Много десятилетий тому назад в исторической и лингвистической науках сложилось господствующее и сегодня представление об исключительной цельности восточного славянства. Согласно этому представлению, единым центром расселения славян в Восточной Европе было среднее Поднепровье, распространившись из которого славяне освоили всю территорию их летописной ойкумены, а на ее дальнем северном рубеже некие выходцы из Киева построили небольшую крепость для защиты от воинственных северных соседей. Эта отдаленность якобы способствовала амбициям новгородцев, сумевшим укрепиться экономически и политически, чтобы затем добиться значительной самостоятельности. Лозунгом этой идеи стали слова Олега, сказанные им о Киеве: «Это будет мать городам русским», воспринимаемые как свидетельство абсолютного старшинства Киева над всеми другими русскими городами, тогда как в действительности выражение «мать городам» является лишь калькой греческого МНТНР ПОΛIС, означающего столицу, метрополию. Придя в Киев из Новгорода, Олег заявил о своем намерении сделать Киев новой столицей своего государства.
В соответствии с этим взглядом строились и представления о ходе других общественных процессов. Если расселение шло из одного центра, значит и язык был абсолютно единым, а диалекты, характерные для разных восточноевропейских славянских групп, появились только в период экономической и политической раздробленности XIII–XIV вв. Если культурный облик всех восточных славян находится в зависимости от того его состояния, которое сложилось на днепровском Юге, значит и языческие культы не обладали местным своеобразием…
Подчеркну: подобный взгляд не явился результатом какого-либо предшествующего исследования. Он был скорее методом, исходной точкой осмысления фактов. Фактов же науке явно не хватало. Поэтому, реконструируя общую картину жизни восточных славян, исследователи, исходившие из этого взгляда, к киевским материалам добавляли новгородские, к новгородским — суздальские и т. д. Когда же и русских источников не доставало, то охотно и с легкостью использовались польские, чешские, сербо-хорватские и т. д., коль скоро все славяне развиваются из одного корня и, следовательно, просто обязаны демонстрировать свое культурное единство.
Открытие берестяных грамот заставило усомниться в правильности такого взгляда и такого метода. Ведь вполне очевидно, что, для того чтобы получить правильное суждение о любом широком процессе, следует прежде разобраться, какие его детали имеют значение местного, особенного, а какие могут характеризоваться как общие. Приток новых источников позволил вести исследование не от заранее заданной концепции, а от анализа количественно увеличившихся фактов.
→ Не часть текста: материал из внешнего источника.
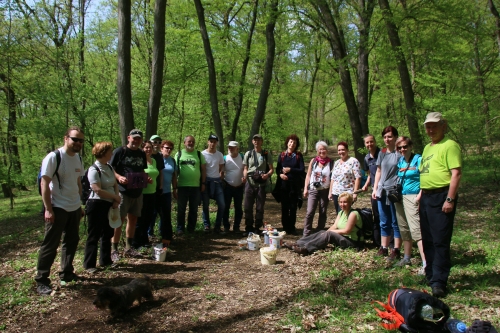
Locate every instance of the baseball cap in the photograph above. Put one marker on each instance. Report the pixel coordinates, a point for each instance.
(153, 137)
(135, 133)
(433, 117)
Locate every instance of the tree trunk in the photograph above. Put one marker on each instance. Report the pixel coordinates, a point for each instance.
(404, 76)
(239, 100)
(365, 15)
(124, 70)
(337, 44)
(156, 68)
(268, 72)
(212, 76)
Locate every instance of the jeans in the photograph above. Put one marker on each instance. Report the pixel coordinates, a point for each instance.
(192, 195)
(213, 190)
(437, 229)
(313, 199)
(98, 229)
(255, 195)
(236, 193)
(65, 224)
(166, 216)
(388, 221)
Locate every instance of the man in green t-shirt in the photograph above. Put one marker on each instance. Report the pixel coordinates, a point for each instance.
(440, 173)
(191, 175)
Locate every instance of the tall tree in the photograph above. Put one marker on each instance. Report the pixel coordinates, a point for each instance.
(404, 76)
(157, 68)
(212, 75)
(268, 70)
(124, 84)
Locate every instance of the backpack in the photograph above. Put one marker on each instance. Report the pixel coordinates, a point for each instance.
(86, 189)
(404, 311)
(366, 230)
(58, 162)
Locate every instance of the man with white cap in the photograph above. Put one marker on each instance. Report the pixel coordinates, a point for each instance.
(257, 170)
(440, 174)
(235, 184)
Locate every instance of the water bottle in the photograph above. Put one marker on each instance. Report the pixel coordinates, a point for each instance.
(455, 326)
(426, 312)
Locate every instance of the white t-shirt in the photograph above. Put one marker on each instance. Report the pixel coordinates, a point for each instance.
(70, 170)
(213, 162)
(106, 181)
(233, 170)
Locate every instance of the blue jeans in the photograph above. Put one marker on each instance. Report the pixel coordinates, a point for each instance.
(388, 221)
(213, 190)
(185, 195)
(236, 193)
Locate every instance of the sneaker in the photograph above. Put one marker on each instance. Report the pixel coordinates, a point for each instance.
(382, 252)
(403, 262)
(115, 257)
(131, 253)
(394, 255)
(43, 290)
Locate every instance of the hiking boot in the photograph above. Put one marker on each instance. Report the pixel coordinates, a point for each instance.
(43, 290)
(395, 254)
(382, 252)
(438, 292)
(115, 257)
(131, 253)
(403, 262)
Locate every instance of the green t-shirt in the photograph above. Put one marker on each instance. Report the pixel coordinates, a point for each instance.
(437, 162)
(152, 172)
(188, 174)
(343, 223)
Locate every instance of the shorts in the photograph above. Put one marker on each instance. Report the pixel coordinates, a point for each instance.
(130, 205)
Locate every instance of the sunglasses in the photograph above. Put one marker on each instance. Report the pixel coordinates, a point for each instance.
(76, 139)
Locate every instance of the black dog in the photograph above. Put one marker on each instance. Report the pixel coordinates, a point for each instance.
(119, 299)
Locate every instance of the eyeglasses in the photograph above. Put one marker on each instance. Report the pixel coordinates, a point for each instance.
(76, 139)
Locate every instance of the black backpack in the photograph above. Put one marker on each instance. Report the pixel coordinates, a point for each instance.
(403, 311)
(86, 190)
(366, 230)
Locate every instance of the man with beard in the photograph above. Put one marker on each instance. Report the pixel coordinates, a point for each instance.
(191, 176)
(61, 191)
(129, 163)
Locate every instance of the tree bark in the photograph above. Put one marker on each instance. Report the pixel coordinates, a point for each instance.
(157, 68)
(212, 76)
(404, 76)
(124, 69)
(337, 44)
(268, 71)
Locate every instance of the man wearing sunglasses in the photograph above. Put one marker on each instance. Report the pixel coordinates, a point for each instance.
(129, 163)
(158, 157)
(61, 190)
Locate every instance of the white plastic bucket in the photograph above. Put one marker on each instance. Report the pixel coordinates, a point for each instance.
(276, 241)
(268, 256)
(253, 245)
(159, 253)
(242, 244)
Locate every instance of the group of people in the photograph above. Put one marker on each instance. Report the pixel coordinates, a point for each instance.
(141, 178)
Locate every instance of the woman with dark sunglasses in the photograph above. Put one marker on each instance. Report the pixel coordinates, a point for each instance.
(407, 210)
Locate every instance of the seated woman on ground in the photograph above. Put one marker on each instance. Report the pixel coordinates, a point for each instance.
(343, 233)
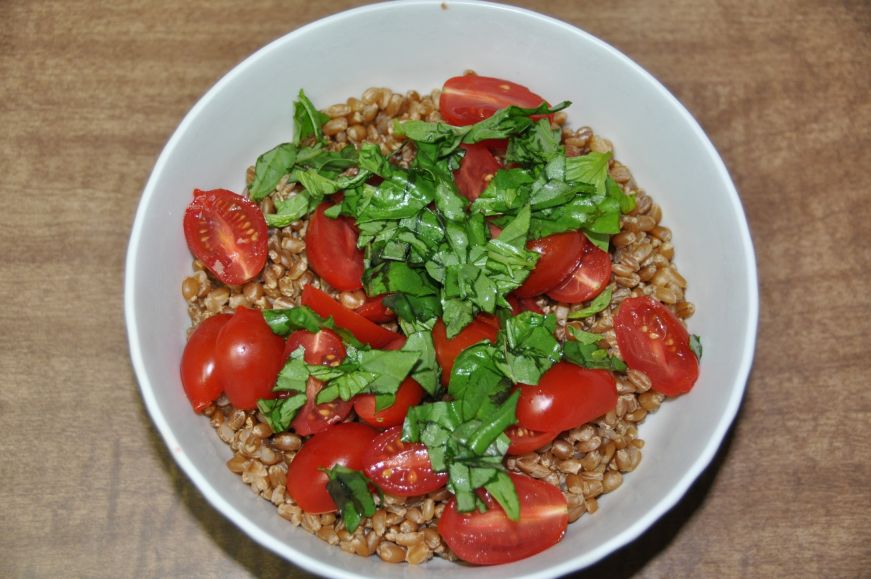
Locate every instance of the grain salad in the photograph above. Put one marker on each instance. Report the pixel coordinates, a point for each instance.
(584, 461)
Когда были найдены берестяные грамоты, то в первые годы их сенсационного открытия они привлекли внимание многих лингвистов, переживших период известного недоумения, так как во многих древнейших документах наблюдались такие языковые особенности, которые никак не укладывались в сложившуюся хрестоматийную схему истории русского языка. Преодолевались эти недоумения двумя способами: одни исследователи были склонны считать авторов берестяных писем малограмотными, другие заподозрили археологов в неумении достаточно точно датировать свои находки. Если в документе с археологической датировкой, например, XII в. обнаруживались особенности, которые по упомянутой схеме считались возникшими не ранее конца XIII в., то такой документ с легкостью передатировался, невзирая на очевидную правильность археологического определения его времени. В результате оказывалось, что берестяные грамоты не дают лингвистике ничего нового, и интерес к ним остыл.
Накопление многочисленных противоречий в древнейших берестяных письмах с хрестоматийной схемой развития языка позволило крупнейшему нашему лингвисту Андрею Зализняку, удостоверившемуся в надежности археологических дат, провести общий анализ всего корпуса открытых в Новгороде и других русских городах берестяных документов. Результаты анализа заставили отказаться от привычных представлений. Выяснилось, что именно в древнейший период, т. е. в XI–XII вв., в наиболее очевидном виде существовал особый древненовгородский диалект, который более чем двадцатью признаками отличался от диалекта южной группы восточного славянства. Заметная часть этих признаков находит аналоги в языках славян, живших у южных берегов Балтийского моря (прежде всего в северолехитских языках).